Contributors

Friday, March 07, 2014

Getting the Other Guys to Fight Each Other

The wealthy are in a high dudgeon today. They don't feel like they get enough respect. They claim their detractors are inciting envy, waging class warfare and hating people for their hard work and success.

But this is simply false. It's not envy. It's anger against injustice. Anger that the same guys who almost drove this country into a depression are making out like bandits. Anger that bonehead CEOs get paid millions of dollars each year, screw up, get fired, get a golden parachute, and then go work for some other company and repeat the process.

They're angry that every time companies have problems, the answer is always to lay off some employees, cut the salaries of the rest and make the survivors work harder, longer and for less money. Then they gloat to the board about how much they increased productivity! And then the board — composed of other CEOs just like them — gives them more stock incentives and pay raises for doing such a bang-up job.

People don't dislike the Koch brothers because they're rich, but because they spend billions of dollars pretending that climate change isn't real, buying off regulators so they can fill the air and water with pollution and toxic chemicals, trying to buy national elections and even trying to stage coups in little towns across America.

But when you listen to conservative commentators and news outlets, you hear a constant din of sneering hatred for the poor.

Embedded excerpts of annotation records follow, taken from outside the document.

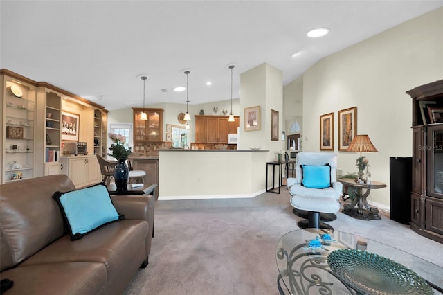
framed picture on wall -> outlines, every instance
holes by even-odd
[[[80,123],[80,115],[62,111],[62,140],[78,141]]]
[[[260,106],[244,108],[244,131],[260,129]]]
[[[334,150],[334,113],[320,116],[320,150]]]
[[[357,134],[357,107],[338,111],[338,150],[345,152]]]
[[[278,111],[271,110],[271,140],[278,141]]]

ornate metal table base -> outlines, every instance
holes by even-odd
[[[379,209],[371,208],[368,204],[366,198],[369,195],[371,188],[382,188],[386,186],[385,184],[374,181],[371,184],[359,184],[354,181],[354,179],[342,179],[338,181],[347,186],[347,189],[352,192],[354,199],[351,204],[345,204],[343,206],[343,213],[359,220],[380,220]],[[363,193],[363,190],[366,191]]]

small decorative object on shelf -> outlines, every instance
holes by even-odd
[[[126,149],[125,143],[126,143],[126,136],[121,134],[113,134],[109,133],[109,138],[114,142],[111,145],[109,150],[112,154],[108,154],[117,159],[117,164],[114,170],[114,179],[117,190],[127,190],[127,179],[129,177],[129,169],[126,164],[126,160],[129,154],[131,154],[131,148]]]

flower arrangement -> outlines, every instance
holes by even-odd
[[[355,163],[355,166],[359,168],[359,175],[360,178],[361,178],[363,175],[363,172],[365,170],[366,167],[369,165],[369,160],[366,159],[365,156],[360,156],[357,158],[357,161]]]
[[[131,148],[127,150],[125,148],[125,143],[126,142],[126,136],[123,136],[121,134],[113,134],[109,133],[109,138],[112,140],[114,143],[111,145],[109,150],[112,152],[112,154],[108,154],[109,156],[112,156],[118,161],[126,160],[129,154],[132,152]]]

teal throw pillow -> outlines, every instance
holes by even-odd
[[[68,193],[56,192],[53,197],[69,227],[71,240],[124,218],[117,213],[106,186],[101,184]]]
[[[302,185],[307,188],[325,188],[331,186],[331,166],[300,165],[302,170]]]

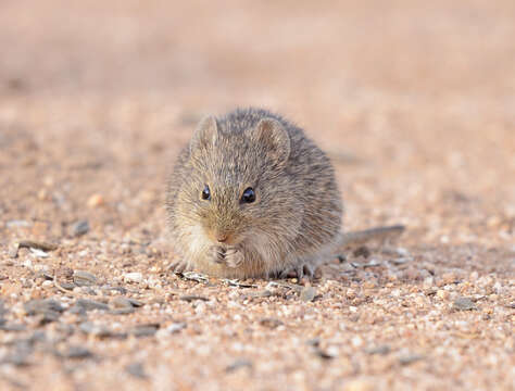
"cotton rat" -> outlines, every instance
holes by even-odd
[[[342,201],[329,159],[265,110],[198,125],[169,178],[166,210],[176,272],[302,278],[340,241]]]

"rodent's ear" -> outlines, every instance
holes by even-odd
[[[278,163],[287,161],[290,156],[290,137],[277,119],[261,119],[249,136],[253,141],[265,144],[266,149],[275,154]]]
[[[199,148],[213,146],[216,141],[217,134],[218,124],[216,123],[216,118],[212,115],[203,118],[197,126],[197,130],[194,130],[189,143],[190,153]]]

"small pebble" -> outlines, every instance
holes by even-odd
[[[141,282],[143,280],[143,275],[139,272],[126,273],[124,274],[125,282]]]
[[[145,373],[143,364],[131,363],[125,366],[125,371],[139,379],[147,379],[149,376]]]
[[[90,287],[97,285],[97,277],[86,270],[75,270],[73,280],[78,287]]]
[[[104,199],[101,194],[92,194],[88,199],[88,202],[87,202],[89,207],[97,207],[97,206],[103,205],[103,203],[104,203]]]
[[[469,298],[457,298],[452,306],[457,311],[477,310],[476,304]]]
[[[312,302],[316,297],[316,289],[313,287],[304,287],[300,292],[300,299],[307,303]]]
[[[88,231],[89,231],[89,222],[86,219],[74,223],[71,228],[71,235],[74,237],[86,235]]]

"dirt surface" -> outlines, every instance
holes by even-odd
[[[1,2],[0,389],[514,389],[515,2],[359,4]],[[167,272],[169,163],[249,104],[406,232],[311,287]]]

Check out the selection of clips in this Daily Show segment to see what I mean. And that's just Fox News. Talk radio is far worse.

Then there are the usurious payday lenders that are waging all-out war on the poor, charging 200% interest. In some states (Missouri, Oklahoma) they use the court system to harass borrowers, and even get them arrested. And you thought the bad old days of indentured servitude were over.

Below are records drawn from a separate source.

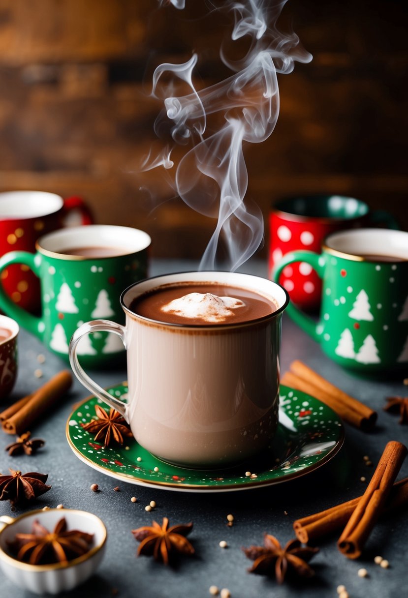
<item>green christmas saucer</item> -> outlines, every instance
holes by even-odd
[[[127,386],[108,389],[126,401]],[[95,416],[95,396],[77,405],[66,424],[66,438],[75,454],[90,467],[130,484],[190,492],[225,492],[270,486],[309,473],[329,461],[344,440],[343,425],[317,399],[281,386],[279,423],[270,448],[233,468],[187,469],[164,463],[133,438],[123,446],[105,448],[81,427]],[[251,472],[251,475],[246,474]]]

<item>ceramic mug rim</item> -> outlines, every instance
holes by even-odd
[[[216,275],[218,275],[218,277],[217,277]],[[224,279],[221,282],[220,280],[221,276],[220,275],[222,275],[222,276],[224,277]],[[188,324],[184,322],[165,322],[163,320],[156,320],[153,318],[147,318],[144,316],[141,316],[139,314],[135,313],[134,312],[132,312],[128,306],[128,304],[130,303],[136,297],[139,297],[141,295],[143,294],[144,292],[146,292],[148,291],[153,291],[156,288],[160,288],[160,285],[155,285],[154,283],[155,282],[156,283],[158,282],[160,279],[163,280],[162,286],[164,286],[165,284],[171,285],[171,281],[168,281],[167,282],[164,282],[165,280],[168,280],[168,279],[171,279],[173,281],[173,283],[194,282],[194,279],[191,279],[191,277],[193,276],[196,276],[195,281],[196,282],[218,282],[220,284],[229,285],[232,286],[237,286],[239,288],[248,289],[254,292],[258,293],[258,294],[261,295],[264,297],[269,298],[269,300],[272,300],[278,303],[278,308],[275,310],[275,311],[272,312],[271,313],[267,314],[266,316],[263,316],[261,318],[254,318],[245,322],[229,324],[206,324],[203,326],[201,324]],[[206,279],[205,277],[205,276],[209,277],[209,279]],[[276,295],[272,294],[270,292],[269,293],[266,291],[262,292],[261,290],[255,285],[251,286],[249,285],[245,285],[245,283],[240,285],[236,282],[234,282],[233,280],[238,276],[240,277],[243,277],[246,280],[249,279],[252,280],[253,282],[255,282],[255,280],[263,281],[262,284],[264,286],[270,286],[271,285],[273,285],[275,288],[279,289],[279,294],[282,295],[281,300],[278,301]],[[182,279],[182,280],[180,279],[180,277]],[[211,279],[211,277],[214,277]],[[233,279],[233,280],[230,282],[229,279]],[[130,298],[129,297],[127,298],[126,295],[130,294],[131,291],[133,290],[136,286],[139,285],[144,285],[147,288],[144,289],[136,295],[132,294]],[[243,273],[238,272],[230,272],[227,270],[187,271],[184,272],[172,272],[165,274],[159,274],[156,276],[153,276],[150,278],[145,278],[142,280],[138,280],[133,283],[126,288],[120,295],[120,304],[122,309],[125,312],[126,315],[130,316],[132,320],[136,322],[140,321],[141,322],[144,322],[145,324],[148,324],[163,328],[168,328],[173,329],[205,329],[208,331],[211,330],[212,331],[214,330],[222,330],[225,329],[231,329],[232,328],[243,328],[248,326],[253,326],[254,324],[267,322],[269,320],[274,319],[282,313],[282,312],[286,309],[289,301],[290,297],[288,292],[286,289],[285,289],[281,285],[278,284],[278,283],[275,282],[273,280],[270,280],[268,279],[264,278],[262,276],[258,276],[255,274],[244,274]]]
[[[10,343],[11,340],[14,340],[20,332],[20,327],[16,320],[13,320],[12,318],[9,318],[8,316],[4,316],[2,314],[0,314],[0,326],[3,325],[4,321],[5,321],[4,326],[7,326],[8,328],[10,328],[11,334],[9,337],[7,337],[7,338],[5,338],[4,340],[0,341],[0,347],[2,347],[7,343]]]
[[[49,512],[50,511],[57,511],[61,514],[62,517],[63,517],[64,512],[68,511],[71,513],[80,513],[81,515],[84,515],[91,519],[94,519],[96,520],[97,524],[100,526],[102,531],[102,540],[96,546],[94,546],[90,550],[89,550],[88,552],[86,553],[85,554],[82,554],[81,556],[77,557],[76,559],[72,559],[71,560],[69,560],[66,564],[62,563],[51,563],[48,565],[30,565],[29,563],[25,563],[22,561],[17,560],[17,559],[14,559],[13,557],[10,556],[10,555],[8,554],[3,548],[1,545],[1,535],[3,532],[10,526],[14,525],[17,523],[17,521],[21,521],[22,519],[24,519],[28,517],[31,517],[32,515],[39,514],[40,513],[44,512],[42,509],[36,509],[35,511],[29,511],[28,512],[23,513],[22,515],[19,515],[19,517],[16,517],[10,523],[6,523],[2,529],[0,530],[0,559],[2,559],[8,564],[12,565],[13,566],[16,567],[17,569],[25,569],[26,570],[32,572],[60,570],[61,569],[70,569],[72,567],[75,567],[76,565],[80,565],[84,561],[88,560],[89,559],[94,556],[96,553],[99,552],[106,543],[108,538],[108,532],[106,530],[106,526],[102,519],[98,517],[98,515],[95,515],[93,513],[89,512],[87,511],[81,511],[80,509],[48,509],[47,512]]]
[[[389,237],[404,237],[406,239],[406,246],[408,247],[408,232],[402,230],[393,230],[389,228],[361,228],[361,229],[351,229],[348,230],[339,231],[336,233],[331,233],[330,234],[328,235],[323,241],[322,243],[322,251],[324,253],[329,254],[330,255],[333,255],[336,257],[342,258],[343,260],[348,260],[350,261],[358,261],[358,262],[369,262],[371,263],[376,263],[378,260],[376,260],[373,258],[367,258],[365,255],[361,255],[358,254],[358,252],[352,251],[346,251],[344,249],[336,249],[336,247],[333,247],[333,243],[336,243],[336,242],[338,242],[341,241],[343,239],[347,237],[372,237],[373,236],[380,236],[385,239],[386,237],[389,238]],[[374,249],[374,248],[373,248]],[[392,256],[391,252],[387,252],[384,251],[379,251],[377,249],[374,251],[369,251],[369,254],[372,255],[384,255],[386,257],[387,255],[390,257]],[[394,254],[395,255],[395,254]],[[407,250],[406,257],[404,257],[401,259],[395,260],[394,263],[392,261],[387,261],[387,263],[392,264],[392,263],[405,263],[408,261],[408,250]]]
[[[16,203],[18,208],[16,209]],[[3,213],[4,205],[10,205]],[[63,206],[60,195],[45,191],[10,191],[0,193],[0,221],[32,220],[59,212]],[[19,208],[21,213],[18,213]],[[29,210],[32,209],[30,212]]]
[[[342,200],[352,200],[357,202],[358,203],[364,206],[365,212],[364,213],[357,214],[354,216],[312,216],[309,214],[297,214],[294,212],[289,212],[285,209],[285,205],[289,203],[296,199],[303,199],[306,202],[315,201],[317,199],[319,200],[328,202],[331,199],[336,197],[341,198]],[[352,197],[350,196],[342,195],[339,193],[310,193],[307,195],[291,196],[280,200],[274,204],[271,209],[272,214],[279,216],[282,219],[288,220],[293,222],[320,222],[321,224],[337,224],[340,222],[355,222],[361,218],[364,218],[370,212],[370,207],[366,202],[358,199],[357,197]]]
[[[101,236],[105,236],[106,238],[101,239]],[[109,247],[117,247],[127,251],[112,255],[94,257],[59,252],[64,249],[71,249],[72,246],[94,247],[96,244],[98,246],[107,246],[108,241]],[[58,249],[54,245],[57,242]],[[95,261],[96,260],[111,260],[137,254],[147,249],[151,243],[150,235],[139,228],[114,224],[89,224],[87,226],[69,227],[48,233],[38,239],[35,249],[43,255],[64,261]]]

An article in the New York Times by a former hedge fund manager paints a stark picture of the mindset of the 1%.
IN my last year on Wall Street my bonus was $3.6 million — and I was angry because it wasn’t big enough. I was 30 years old, had no children to raise, no debts to pay, no philanthropic goal in mind. I wanted more money for exactly the same reason an alcoholic needs another drink: I was addicted.
It is self-evident that wealthy are the ones possessed by envy and greed. Like that hedge fund manager, their obsession with class and status motivates them and drives their every decision: where they work, what they do, what clothes they wear, what cars they buy, what houses they own, who their friends are.

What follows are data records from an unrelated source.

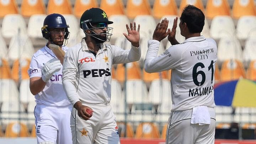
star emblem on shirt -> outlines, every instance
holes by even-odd
[[[104,59],[105,60],[105,63],[108,62],[108,57],[107,57],[106,56],[105,56],[105,57],[104,58],[103,58],[103,59]]]
[[[85,129],[84,129],[84,128],[83,128],[83,130],[82,131],[80,131],[80,132],[82,133],[82,135],[81,136],[82,136],[83,135],[85,135],[87,136],[87,133],[88,133],[87,131],[85,130]]]
[[[101,14],[102,15],[103,15],[103,18],[107,18],[107,14],[106,14],[106,13],[105,13],[105,12],[104,12],[103,11],[103,13],[102,13],[102,14]]]

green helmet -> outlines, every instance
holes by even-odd
[[[97,41],[99,40],[98,41],[100,42],[109,42],[112,35],[113,28],[108,27],[108,25],[113,23],[108,20],[107,14],[102,10],[93,7],[86,10],[82,15],[80,19],[80,27],[86,34],[95,38]],[[94,31],[96,28],[106,28],[106,30],[105,33],[96,33]],[[89,30],[91,32],[87,33],[86,30]],[[104,38],[100,36],[103,34],[106,36]]]
[[[100,22],[106,22],[110,24],[113,23],[108,20],[107,14],[102,10],[95,7],[88,9],[84,12],[80,19],[80,27],[84,30],[85,30],[85,28],[86,28],[87,29],[89,29],[87,27],[88,25],[86,25],[89,22],[91,24]]]

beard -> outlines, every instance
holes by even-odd
[[[94,32],[94,34],[96,34]],[[106,34],[99,34],[92,36],[92,38],[95,41],[96,43],[103,43],[107,41]]]

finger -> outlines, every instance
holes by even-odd
[[[156,25],[156,30],[158,30],[159,28],[159,25],[160,25],[160,23],[159,22],[157,25]]]
[[[135,22],[133,22],[133,30],[135,31],[136,30],[136,23]]]
[[[177,21],[178,17],[176,17],[175,18],[174,18],[174,23],[173,25],[172,25],[172,31],[174,30],[176,30]]]
[[[85,111],[83,113],[83,114],[84,114],[85,116],[86,117],[89,118],[91,117],[91,114],[90,114],[89,113]]]
[[[160,28],[161,28],[161,27],[162,27],[162,25],[163,25],[163,23],[164,23],[164,19],[162,20],[162,21],[161,21],[161,22],[160,23],[160,25],[159,25]]]
[[[128,39],[128,35],[125,33],[123,33],[123,34],[126,38],[127,39]]]
[[[133,23],[132,22],[130,23],[130,27],[131,31],[133,31]]]
[[[168,34],[169,34],[169,33],[171,33],[171,29],[170,28],[168,28],[167,30],[167,33],[168,33]]]
[[[129,32],[130,31],[130,28],[129,27],[129,26],[128,26],[128,24],[126,25],[126,29],[127,30],[127,32],[128,32],[128,33],[129,33]]]
[[[167,20],[166,18],[165,18],[165,21],[164,24],[164,27],[165,30],[166,30],[168,27],[168,24],[169,23],[169,20]]]

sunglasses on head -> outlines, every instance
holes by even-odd
[[[100,22],[96,24],[96,27],[107,27],[108,24],[105,22]]]

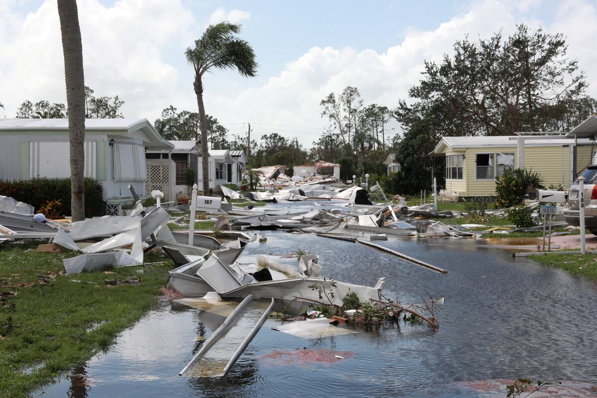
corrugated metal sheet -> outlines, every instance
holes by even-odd
[[[29,179],[29,143],[26,141],[20,143],[19,156],[20,160],[20,180]]]

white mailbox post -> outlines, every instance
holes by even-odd
[[[222,198],[217,196],[198,196],[197,184],[193,184],[190,195],[190,215],[189,219],[189,245],[192,246],[195,235],[195,213],[199,211],[219,212],[221,208]]]
[[[539,202],[543,203],[566,203],[566,193],[564,191],[538,189],[537,191],[537,197]],[[545,224],[547,223],[547,216],[549,215],[547,251],[550,251],[552,249],[552,217],[558,214],[558,206],[541,205],[541,207],[539,208],[539,212],[543,216],[543,251],[545,251]]]

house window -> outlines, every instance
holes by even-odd
[[[186,172],[189,169],[189,154],[173,153],[172,160],[176,165],[176,185],[186,185]]]
[[[513,153],[478,153],[475,160],[475,178],[493,180],[503,175],[506,169],[513,167]]]
[[[446,158],[446,178],[462,180],[463,155],[451,155]]]
[[[216,180],[223,180],[224,179],[224,163],[219,163],[218,162],[216,162]]]

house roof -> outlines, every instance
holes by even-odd
[[[391,165],[395,162],[396,162],[396,154],[390,153],[389,155],[387,155],[387,158],[386,158],[386,160],[383,161],[383,164]]]
[[[444,137],[435,146],[433,153],[441,154],[445,152],[447,149],[492,147],[516,147],[518,146],[517,140],[510,138],[518,138],[518,135]],[[541,138],[526,140],[525,141],[525,146],[562,146],[574,143],[574,140],[570,138]]]
[[[0,119],[0,131],[15,134],[30,134],[39,130],[67,132],[68,129],[68,119]],[[150,140],[146,143],[148,148],[173,147],[147,119],[85,119],[85,129],[108,131],[110,135],[129,134],[141,130]]]
[[[174,146],[174,150],[190,151],[197,144],[196,141],[169,141]]]
[[[201,147],[197,143],[196,141],[170,141],[170,142],[174,146],[175,151],[181,151],[184,152],[190,152],[192,150],[197,150],[198,152],[201,152]],[[209,151],[210,156],[216,158],[226,158],[227,155],[229,155],[229,152],[227,149],[211,149]],[[242,152],[242,151],[241,151]],[[201,155],[199,154],[199,156]]]
[[[597,115],[589,116],[586,120],[579,124],[568,133],[569,138],[588,138],[597,134]]]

There are exceptions, of course. Bill Gates doesn't seem to be driven by those base drives. Nor does Warren Buffett. Not every rich person is an envious scumbag. The ones who started real businesses and actually built something themselves are frequently more humble and down-to-earth. It's the hedge fund managers, investment bankers, traders and hired-gun CEOs who never really accomplished anything real on their own who seem to be most driven by envy and greed.

But you couldn't tell that by listening to Fox News and talk radio.

Why the constant drumbeat against the poor in the conservative media, by people who claim to be Christian? Why do fictitious nickel-and-dime food stamp fraud stories get such prominent play, while stories about corporate malfeasance involving billions of dollars are only barely mentioned in the financial segments on TV?

The reason conservative media outlets are doing this is because they're afraid of a revolution in the ranks. The people they count on for votes are much more like the poor people that they sneer at than the millionaire Fox News hosts doing the sneering.

They paint the poor as living luxurious lives — recycling completely unsubstantiated rumors about people using food stamps to buy sea food and lottery tickets and going to casinos — to generate anger and envy in their viewers. And "the poor," by implication in the conservative media, are always black and Hispanic.

Because if the message that the 1% are undeserving, greedy, envious douche bags whose special treatment should end starts to gain traction with Southern white Americans — many of whom are themselves poor and on food stamps and various forms of public assistance — the Republican party is toast.

That's why the full-court press against the poor. The best way to to keep two guys from ganging up on you is to get them to fight each other.